In the prior blog, we looked at three of these questionable motivations to get into a leadership role. Whether your motivations are properly placed or not, there will always be surprises in store for those moving into leadership roles. These aren’t necessarily good or bad surprises, they more amount to dynamics that tend to become your new “normal” as your influence grows. Let’s take a look at three of these.

  1. You will be broader over deeper. People often wish to take on leadership roles because they want to go deeper into the organization. It is true the opportunity will likely present itself to be more engaged with the “inner workings” of an organization. However, what can surprise new leaders is they quickly become less involved and more removed from the day-to-day. It’s often counter-intuitive as generally, one has more opportunity for leadership roles with more specialization. However, to lead a team one has to pull the lens back to achieve general awareness about the work and allow team members to do deep dives. The foundation of this is trust. If a leader can’t trust their team members to become experts in their individual roles, then the leader will fall into micromanaging the team. Time is finite and one simply can’t do both their role and everyone else’s as well. This is the first major tripping point I’ve seen in new leaders. They must let go of some of the things they love to fully carry out the duties of their new role. They must stay at an informed and broader level while trusting the team members to the detailed work.
  2. Someone is likely always upset with you, but everyone wants to be liked; it’s important to our identity, as is our work. These two areas become intrinsically tied together and, if not managed, can affect a leader’s satisfaction with their role. Being the leader will mean it is your responsibility to make decisions that affect the team. In most decisions, there are outcomes that create opportunities for some and make the work more challenging for others. Another key tripping point I’ve seen in new leaders is making decisions on what’s going to be popular with the team over what is best for the work. It is an essential part of the leader’s role to improve the work. The level of information and context a leader has will guide decisions that sometimes don’t make sense with the information a team member might have. While clear communication can help with this, in some cases, there will be many instances when the leader is not at liberty to share all the information they know. The team simply must trust the leader. This is a reality every leader will face regularly, so the leader must work to build trust with the team. If you can’t live with this tension, team members may be frustrated or upset with you, and a leadership role is not for you.

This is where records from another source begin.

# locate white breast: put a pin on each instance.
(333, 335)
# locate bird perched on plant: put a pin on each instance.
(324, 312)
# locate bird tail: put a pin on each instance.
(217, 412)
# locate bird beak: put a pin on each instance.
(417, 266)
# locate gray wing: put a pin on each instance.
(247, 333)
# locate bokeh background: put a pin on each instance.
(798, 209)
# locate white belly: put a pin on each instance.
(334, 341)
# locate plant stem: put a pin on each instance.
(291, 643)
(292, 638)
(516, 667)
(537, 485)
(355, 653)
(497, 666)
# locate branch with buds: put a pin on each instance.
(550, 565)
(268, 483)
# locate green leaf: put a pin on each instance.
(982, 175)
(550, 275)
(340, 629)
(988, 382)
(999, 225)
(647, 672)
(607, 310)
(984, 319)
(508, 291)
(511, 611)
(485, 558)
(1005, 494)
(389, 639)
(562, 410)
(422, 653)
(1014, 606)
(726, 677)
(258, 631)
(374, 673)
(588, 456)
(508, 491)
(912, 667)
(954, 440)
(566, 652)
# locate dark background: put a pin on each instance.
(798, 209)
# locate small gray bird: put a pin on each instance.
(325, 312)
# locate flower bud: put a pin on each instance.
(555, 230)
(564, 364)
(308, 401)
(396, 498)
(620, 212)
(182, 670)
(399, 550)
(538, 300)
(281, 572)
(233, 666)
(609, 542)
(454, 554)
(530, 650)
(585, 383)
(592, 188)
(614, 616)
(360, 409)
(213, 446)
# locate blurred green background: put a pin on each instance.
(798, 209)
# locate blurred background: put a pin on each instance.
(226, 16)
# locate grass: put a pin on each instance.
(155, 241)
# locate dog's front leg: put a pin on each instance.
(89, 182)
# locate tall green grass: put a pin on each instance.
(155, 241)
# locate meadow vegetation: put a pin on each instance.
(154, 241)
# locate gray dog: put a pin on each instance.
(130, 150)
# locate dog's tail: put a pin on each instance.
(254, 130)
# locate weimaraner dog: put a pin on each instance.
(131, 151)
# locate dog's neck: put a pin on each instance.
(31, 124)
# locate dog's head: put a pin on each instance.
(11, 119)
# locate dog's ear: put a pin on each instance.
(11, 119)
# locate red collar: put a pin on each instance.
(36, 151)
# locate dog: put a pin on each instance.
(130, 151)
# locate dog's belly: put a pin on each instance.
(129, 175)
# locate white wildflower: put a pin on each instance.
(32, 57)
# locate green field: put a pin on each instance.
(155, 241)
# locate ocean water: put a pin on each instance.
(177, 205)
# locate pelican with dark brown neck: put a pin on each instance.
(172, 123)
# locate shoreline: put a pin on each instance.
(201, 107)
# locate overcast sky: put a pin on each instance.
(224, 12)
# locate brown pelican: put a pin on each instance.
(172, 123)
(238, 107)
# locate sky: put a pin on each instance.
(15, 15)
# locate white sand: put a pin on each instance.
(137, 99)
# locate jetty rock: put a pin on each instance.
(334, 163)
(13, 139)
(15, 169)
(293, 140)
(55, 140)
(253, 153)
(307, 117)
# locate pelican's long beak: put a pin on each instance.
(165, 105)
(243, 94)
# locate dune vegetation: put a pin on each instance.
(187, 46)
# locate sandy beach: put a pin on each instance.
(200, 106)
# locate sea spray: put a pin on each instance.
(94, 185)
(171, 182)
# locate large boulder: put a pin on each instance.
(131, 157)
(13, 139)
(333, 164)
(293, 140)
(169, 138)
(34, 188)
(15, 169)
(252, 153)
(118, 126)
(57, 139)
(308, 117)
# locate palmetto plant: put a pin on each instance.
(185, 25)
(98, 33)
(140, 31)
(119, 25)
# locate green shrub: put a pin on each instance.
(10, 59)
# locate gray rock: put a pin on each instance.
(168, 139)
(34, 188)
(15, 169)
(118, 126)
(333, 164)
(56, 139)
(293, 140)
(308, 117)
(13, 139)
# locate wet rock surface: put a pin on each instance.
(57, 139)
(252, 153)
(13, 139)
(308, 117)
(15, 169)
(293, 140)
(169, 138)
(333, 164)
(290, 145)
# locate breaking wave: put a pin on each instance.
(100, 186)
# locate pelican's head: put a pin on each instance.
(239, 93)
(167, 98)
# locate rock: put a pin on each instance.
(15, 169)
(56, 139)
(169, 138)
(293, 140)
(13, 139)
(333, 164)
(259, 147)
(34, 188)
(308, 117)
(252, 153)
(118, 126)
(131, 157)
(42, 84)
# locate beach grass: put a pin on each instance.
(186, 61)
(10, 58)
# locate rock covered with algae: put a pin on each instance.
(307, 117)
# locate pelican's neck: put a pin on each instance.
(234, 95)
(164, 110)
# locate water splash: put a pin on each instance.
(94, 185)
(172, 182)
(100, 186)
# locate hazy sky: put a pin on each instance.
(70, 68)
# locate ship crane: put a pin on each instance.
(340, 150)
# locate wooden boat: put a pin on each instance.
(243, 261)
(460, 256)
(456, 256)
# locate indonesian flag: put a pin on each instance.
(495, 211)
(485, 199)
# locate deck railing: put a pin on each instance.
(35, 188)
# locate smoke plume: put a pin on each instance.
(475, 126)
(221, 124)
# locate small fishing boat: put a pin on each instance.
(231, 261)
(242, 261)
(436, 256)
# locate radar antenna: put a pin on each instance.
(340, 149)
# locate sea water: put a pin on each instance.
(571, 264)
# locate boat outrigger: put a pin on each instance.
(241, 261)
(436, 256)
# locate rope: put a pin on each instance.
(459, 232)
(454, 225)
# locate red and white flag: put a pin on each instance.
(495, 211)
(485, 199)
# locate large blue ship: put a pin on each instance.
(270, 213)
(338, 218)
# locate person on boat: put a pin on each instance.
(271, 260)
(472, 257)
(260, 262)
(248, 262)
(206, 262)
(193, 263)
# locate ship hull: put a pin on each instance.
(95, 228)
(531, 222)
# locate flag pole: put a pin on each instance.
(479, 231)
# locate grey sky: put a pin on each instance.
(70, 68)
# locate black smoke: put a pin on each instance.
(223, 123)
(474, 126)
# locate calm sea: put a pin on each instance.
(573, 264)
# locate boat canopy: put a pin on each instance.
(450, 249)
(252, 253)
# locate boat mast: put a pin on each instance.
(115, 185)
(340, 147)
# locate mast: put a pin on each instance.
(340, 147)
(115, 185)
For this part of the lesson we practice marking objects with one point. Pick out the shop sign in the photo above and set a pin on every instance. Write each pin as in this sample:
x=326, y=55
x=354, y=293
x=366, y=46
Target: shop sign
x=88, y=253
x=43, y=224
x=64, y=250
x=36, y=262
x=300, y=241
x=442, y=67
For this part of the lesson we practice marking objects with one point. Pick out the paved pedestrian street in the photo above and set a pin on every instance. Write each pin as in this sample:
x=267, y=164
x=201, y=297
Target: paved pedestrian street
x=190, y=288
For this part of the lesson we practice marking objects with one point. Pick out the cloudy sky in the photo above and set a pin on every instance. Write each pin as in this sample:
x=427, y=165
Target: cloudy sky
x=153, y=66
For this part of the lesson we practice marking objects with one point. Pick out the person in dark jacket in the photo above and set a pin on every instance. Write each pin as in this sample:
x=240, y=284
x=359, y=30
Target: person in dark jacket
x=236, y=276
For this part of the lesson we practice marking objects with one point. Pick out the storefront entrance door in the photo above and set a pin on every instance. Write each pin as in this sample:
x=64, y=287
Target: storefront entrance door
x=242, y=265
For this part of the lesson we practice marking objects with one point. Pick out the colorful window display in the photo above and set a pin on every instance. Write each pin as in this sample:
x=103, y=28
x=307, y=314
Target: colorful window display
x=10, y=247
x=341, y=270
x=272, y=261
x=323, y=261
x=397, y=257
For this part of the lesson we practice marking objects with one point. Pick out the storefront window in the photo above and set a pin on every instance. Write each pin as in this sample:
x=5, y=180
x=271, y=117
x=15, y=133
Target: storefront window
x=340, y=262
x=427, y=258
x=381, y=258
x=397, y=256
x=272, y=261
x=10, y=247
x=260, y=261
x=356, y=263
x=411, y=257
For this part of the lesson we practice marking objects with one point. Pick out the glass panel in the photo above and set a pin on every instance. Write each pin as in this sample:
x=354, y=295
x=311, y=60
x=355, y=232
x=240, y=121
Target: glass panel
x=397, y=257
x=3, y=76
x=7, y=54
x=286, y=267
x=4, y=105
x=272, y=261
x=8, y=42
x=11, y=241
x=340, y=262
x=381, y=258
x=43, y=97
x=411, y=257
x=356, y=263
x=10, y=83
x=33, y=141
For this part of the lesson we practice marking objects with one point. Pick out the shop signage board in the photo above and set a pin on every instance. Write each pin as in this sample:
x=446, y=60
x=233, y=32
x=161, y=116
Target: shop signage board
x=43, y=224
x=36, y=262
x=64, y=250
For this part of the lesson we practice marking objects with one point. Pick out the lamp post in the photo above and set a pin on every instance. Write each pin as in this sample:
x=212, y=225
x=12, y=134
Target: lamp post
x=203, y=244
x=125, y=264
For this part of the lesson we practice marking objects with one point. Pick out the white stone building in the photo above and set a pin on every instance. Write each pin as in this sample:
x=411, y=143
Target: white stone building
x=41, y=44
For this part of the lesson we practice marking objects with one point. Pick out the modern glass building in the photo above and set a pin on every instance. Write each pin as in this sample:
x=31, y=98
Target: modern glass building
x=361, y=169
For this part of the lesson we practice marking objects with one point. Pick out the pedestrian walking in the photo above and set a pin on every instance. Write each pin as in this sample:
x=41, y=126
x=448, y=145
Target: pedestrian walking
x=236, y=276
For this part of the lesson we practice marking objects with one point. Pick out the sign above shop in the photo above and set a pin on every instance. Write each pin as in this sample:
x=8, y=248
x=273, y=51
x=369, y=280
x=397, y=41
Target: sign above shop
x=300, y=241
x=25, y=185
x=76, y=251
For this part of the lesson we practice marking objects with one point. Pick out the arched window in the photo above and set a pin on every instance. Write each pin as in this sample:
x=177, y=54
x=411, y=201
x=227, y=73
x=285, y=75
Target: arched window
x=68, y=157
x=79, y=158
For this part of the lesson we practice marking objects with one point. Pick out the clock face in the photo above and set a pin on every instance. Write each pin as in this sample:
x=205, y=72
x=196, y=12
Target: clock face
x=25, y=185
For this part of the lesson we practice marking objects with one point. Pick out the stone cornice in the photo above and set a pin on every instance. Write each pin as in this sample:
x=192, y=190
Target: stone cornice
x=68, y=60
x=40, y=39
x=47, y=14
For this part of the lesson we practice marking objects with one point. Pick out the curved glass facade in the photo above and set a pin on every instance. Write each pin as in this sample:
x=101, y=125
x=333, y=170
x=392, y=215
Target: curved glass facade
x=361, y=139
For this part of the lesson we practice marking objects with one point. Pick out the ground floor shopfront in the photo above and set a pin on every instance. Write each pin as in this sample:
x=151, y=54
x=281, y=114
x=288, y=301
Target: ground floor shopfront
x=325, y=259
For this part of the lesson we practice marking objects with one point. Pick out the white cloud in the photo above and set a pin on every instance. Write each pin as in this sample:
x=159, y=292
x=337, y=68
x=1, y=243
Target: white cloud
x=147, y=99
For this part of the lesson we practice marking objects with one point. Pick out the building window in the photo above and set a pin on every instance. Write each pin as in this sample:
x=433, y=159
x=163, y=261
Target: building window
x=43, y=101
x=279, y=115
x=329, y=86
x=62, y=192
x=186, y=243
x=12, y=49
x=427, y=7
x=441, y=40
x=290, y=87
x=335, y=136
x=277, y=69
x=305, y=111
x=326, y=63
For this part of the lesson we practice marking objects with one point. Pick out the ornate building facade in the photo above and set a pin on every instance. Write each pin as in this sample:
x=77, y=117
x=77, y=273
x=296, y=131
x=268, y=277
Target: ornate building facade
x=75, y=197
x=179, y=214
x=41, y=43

  3. You will, at times, be isolated and possibly lonely. Probably the most common remark I’ve heard from new leaders after a few months in the role is that they feel isolated and even a bit lonely. This can be true if they had rich team member relationships before they entered the new role. The fact is, you will be, for better or worse, seen differently. People will be more guarded and likely share less. This is why every leader must be proactive in building relationships and asking good questions about the work. It’s not that team members won’t tell you their thoughts and opinions anymore, you just have to seek them out and receive them with genuine interest. Even with all these dynamics in place, there will be times when you do feel isolated. Seeking out and building relationships with peers in similar positions in the organization or your greater network becomes a vital tool for keeping strong human connections.

With every new work role, there will be unexpected dynamics. This should not dissuade you from considering a leadership role. Instead, we all must be flexible and adaptable as we grow in our roles. Being aware of the above dynamics ideally can help you think through if the move toward a leadership role is something you want or not as part of your professional life.